Article – Embracing foreign investment in the N.T.

29 September 2014
Lyndon Keane
North Queensland Register
TERRITORIANS should welcome, not worry about, foreign investment in the region’s agricultural sector, according to Primary Industry and Fisheries Minister Willem Westra van Holthe.
Mr Westra van Holthe made the comment following the announcement that Elizabeth Downs, a 205,000-hectare property in the Douglas Daly region, had been sold to a Chinese company this month for $11.5 million.
Foreign agricultural investment in Australia has been a contentious issue in recent years, with public outrage surrounding the sale of iconic south-west Queensland cotton farm Cubbie Station to a Chinese-led syndicate in 2012.

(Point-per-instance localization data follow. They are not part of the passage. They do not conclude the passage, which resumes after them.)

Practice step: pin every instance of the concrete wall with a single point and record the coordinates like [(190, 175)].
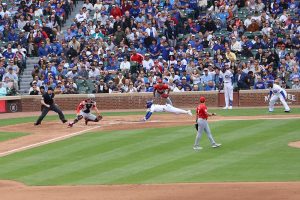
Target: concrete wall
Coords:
[(137, 101)]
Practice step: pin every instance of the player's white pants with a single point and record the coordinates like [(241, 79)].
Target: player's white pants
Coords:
[(203, 126), (169, 101), (274, 98), (228, 94), (172, 109), (89, 116)]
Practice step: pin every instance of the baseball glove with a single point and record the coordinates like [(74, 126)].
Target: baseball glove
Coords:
[(99, 117), (196, 126), (164, 95)]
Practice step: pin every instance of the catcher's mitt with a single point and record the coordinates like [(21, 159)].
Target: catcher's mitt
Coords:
[(164, 95), (99, 117), (196, 126)]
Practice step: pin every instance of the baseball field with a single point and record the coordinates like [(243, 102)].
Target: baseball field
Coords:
[(123, 158)]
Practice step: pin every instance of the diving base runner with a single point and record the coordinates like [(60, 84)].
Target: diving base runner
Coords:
[(151, 108)]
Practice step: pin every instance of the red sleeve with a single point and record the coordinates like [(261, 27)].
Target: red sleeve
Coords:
[(79, 107), (165, 86)]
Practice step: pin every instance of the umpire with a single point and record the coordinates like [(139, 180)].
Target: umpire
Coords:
[(48, 104)]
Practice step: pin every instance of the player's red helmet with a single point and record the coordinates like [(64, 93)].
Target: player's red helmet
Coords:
[(202, 99)]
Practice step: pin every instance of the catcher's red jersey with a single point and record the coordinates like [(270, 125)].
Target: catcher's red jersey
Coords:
[(161, 88), (86, 106), (201, 111)]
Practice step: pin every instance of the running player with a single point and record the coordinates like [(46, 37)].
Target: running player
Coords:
[(228, 87), (201, 120), (151, 108), (276, 92), (84, 111), (162, 90)]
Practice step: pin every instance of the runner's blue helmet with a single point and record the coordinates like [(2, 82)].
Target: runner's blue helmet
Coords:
[(149, 103)]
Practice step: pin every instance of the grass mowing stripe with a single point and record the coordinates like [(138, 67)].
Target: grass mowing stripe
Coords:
[(116, 162), (136, 167), (219, 111), (246, 168), (12, 121), (61, 148), (9, 135), (152, 164), (188, 149), (67, 156), (225, 156), (104, 154)]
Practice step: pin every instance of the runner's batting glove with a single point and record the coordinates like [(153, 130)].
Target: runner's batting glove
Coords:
[(164, 95), (99, 117)]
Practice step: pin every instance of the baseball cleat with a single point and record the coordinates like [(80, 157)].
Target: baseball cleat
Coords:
[(196, 148), (70, 124), (216, 145)]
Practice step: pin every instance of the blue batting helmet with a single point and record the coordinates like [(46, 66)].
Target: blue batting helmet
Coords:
[(149, 103)]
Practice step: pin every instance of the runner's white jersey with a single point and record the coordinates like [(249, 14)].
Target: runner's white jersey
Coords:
[(158, 108), (227, 75), (276, 89)]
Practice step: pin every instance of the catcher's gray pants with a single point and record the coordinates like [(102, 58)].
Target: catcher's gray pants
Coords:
[(157, 95), (203, 126), (88, 116), (45, 111)]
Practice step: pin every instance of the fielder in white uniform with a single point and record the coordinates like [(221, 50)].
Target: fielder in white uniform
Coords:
[(228, 87), (151, 108), (276, 92)]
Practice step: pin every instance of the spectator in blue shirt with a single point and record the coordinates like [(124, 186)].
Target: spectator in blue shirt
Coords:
[(8, 54), (12, 36), (259, 84), (43, 51)]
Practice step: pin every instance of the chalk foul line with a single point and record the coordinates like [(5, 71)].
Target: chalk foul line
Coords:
[(46, 142)]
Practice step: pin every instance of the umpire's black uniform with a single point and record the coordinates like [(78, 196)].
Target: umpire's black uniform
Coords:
[(48, 99)]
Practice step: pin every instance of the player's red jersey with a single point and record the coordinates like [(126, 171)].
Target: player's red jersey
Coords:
[(86, 106), (137, 58), (201, 111), (161, 88)]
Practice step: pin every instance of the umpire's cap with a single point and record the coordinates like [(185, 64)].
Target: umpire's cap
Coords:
[(202, 99)]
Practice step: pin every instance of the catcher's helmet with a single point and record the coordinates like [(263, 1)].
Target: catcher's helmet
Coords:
[(149, 103), (270, 84)]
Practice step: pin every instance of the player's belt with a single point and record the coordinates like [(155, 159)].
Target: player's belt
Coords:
[(202, 118)]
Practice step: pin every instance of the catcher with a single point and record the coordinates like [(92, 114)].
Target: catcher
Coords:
[(202, 125), (162, 90), (84, 111)]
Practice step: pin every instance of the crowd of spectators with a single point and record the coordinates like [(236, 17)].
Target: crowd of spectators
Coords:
[(118, 46), (24, 26)]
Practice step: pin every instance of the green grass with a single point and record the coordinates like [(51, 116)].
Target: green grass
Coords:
[(8, 136), (252, 151), (219, 111)]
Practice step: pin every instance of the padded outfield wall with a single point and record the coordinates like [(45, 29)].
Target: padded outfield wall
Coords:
[(245, 98)]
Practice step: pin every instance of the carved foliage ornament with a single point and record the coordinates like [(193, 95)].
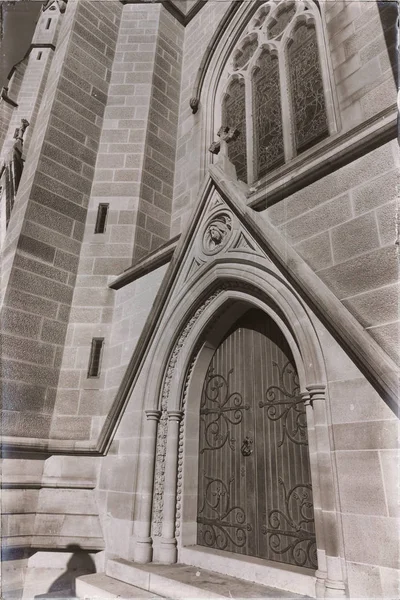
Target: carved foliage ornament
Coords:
[(217, 233)]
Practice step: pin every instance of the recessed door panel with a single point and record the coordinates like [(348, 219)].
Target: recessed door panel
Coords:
[(255, 495)]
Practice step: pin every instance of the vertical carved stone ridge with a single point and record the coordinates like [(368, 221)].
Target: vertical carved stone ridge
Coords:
[(159, 477), (181, 444), (316, 392), (153, 415)]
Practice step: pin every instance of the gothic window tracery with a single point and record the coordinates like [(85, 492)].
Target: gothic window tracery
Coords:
[(234, 115), (274, 86), (308, 101)]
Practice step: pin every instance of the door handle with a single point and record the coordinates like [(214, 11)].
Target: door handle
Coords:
[(247, 446)]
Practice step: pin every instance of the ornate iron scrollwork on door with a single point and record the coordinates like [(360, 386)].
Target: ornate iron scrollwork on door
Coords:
[(289, 533), (216, 515), (226, 409), (284, 403)]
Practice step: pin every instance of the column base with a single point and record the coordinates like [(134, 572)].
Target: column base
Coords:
[(320, 583), (335, 589), (167, 552), (143, 550)]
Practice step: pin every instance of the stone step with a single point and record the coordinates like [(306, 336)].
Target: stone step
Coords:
[(101, 586), (183, 582)]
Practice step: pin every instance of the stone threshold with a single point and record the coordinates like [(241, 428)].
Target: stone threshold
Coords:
[(124, 579)]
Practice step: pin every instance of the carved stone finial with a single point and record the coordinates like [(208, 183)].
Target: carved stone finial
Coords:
[(19, 132), (62, 5), (226, 135), (217, 233)]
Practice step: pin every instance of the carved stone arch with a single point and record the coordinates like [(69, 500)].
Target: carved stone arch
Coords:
[(217, 66), (243, 54), (225, 290), (221, 275), (272, 26), (261, 15)]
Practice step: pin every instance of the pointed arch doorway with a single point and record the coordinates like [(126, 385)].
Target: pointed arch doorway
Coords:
[(254, 480)]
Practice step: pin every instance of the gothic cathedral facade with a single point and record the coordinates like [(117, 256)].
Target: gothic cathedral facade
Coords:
[(199, 318)]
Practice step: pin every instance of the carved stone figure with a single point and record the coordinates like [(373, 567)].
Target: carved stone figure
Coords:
[(216, 233)]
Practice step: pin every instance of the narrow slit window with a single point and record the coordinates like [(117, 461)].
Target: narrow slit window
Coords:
[(95, 357), (101, 218)]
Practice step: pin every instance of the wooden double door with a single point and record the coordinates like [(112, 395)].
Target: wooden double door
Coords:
[(255, 494)]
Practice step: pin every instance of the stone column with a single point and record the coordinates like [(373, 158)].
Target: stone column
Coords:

The Primary Industry and Fisheries Minister said he believed pastoral leases made foreign investment a different prospect in the Northern Territory.
“We do live in a different paradigm up here,” he told the Katherine Times at the NT Field Days.
“We don’t actually sell our pastoral estate, we only sell a lease to it, so it’s not like you’re handing over great swathes of land to foreign interests.”
Mr Westra van Holthe said believed Territorians would be “quite accepting” of foreign agricultural investment, adding that he saw it as a major pathway to growth.
“I think the greatest potential currently is for foreign investment to come into the North Territory and give us the [economic] boost that we need,” he said.
Primary Industry and Fisheries Minister Willem Westra van Holthe says Territorians should view foreign agricultural investment as a positive.